A golf cart, similar to one seen in this stock image, played a role in a lawsuit filed against the Leon County school district.
A golf cart, similar to the one seen in this stock image, played a role in a lawsuit filed against the Leon County school district. Image by Kevin Phillips, from Pixabay

Longfellow told the Tallahassee Democrat on Friday that in a video he watched of the incident from a school security camera, Brown appears to reverse in the golf cart toward the fifth-grader, knock her down and roll over her with the back and front tires of the golf cart, then drive forward over the girl again. 

He said, to his knowledge, the student did not break anything in the accident but she did sustain back injuries, for which she is still being treated. 

A complaint in a lawsuit tells one side of a story.
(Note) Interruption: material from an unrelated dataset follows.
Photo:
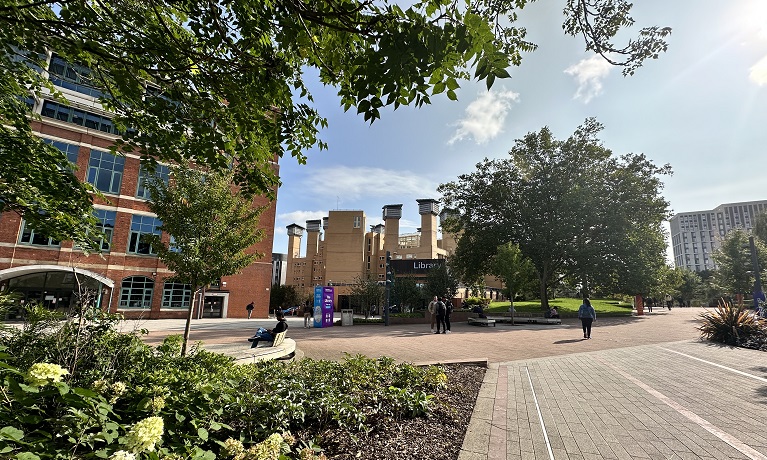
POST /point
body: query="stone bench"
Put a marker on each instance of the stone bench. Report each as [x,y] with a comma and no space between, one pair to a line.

District spokesman Chris Petley said the district is aware of the suit but “but does not offer comment on pending litigation.” He also declined to say whether Brown is still employed by the district.

The complaint also alleges Brown was not properly trained on the use of a golf cart and holds the school district liable, as Brown’s employer, for the girl’s pain and suffering, disability, disfigurement, mental anguish and for the costs of medical care, in addition to damages for the parents’ distress.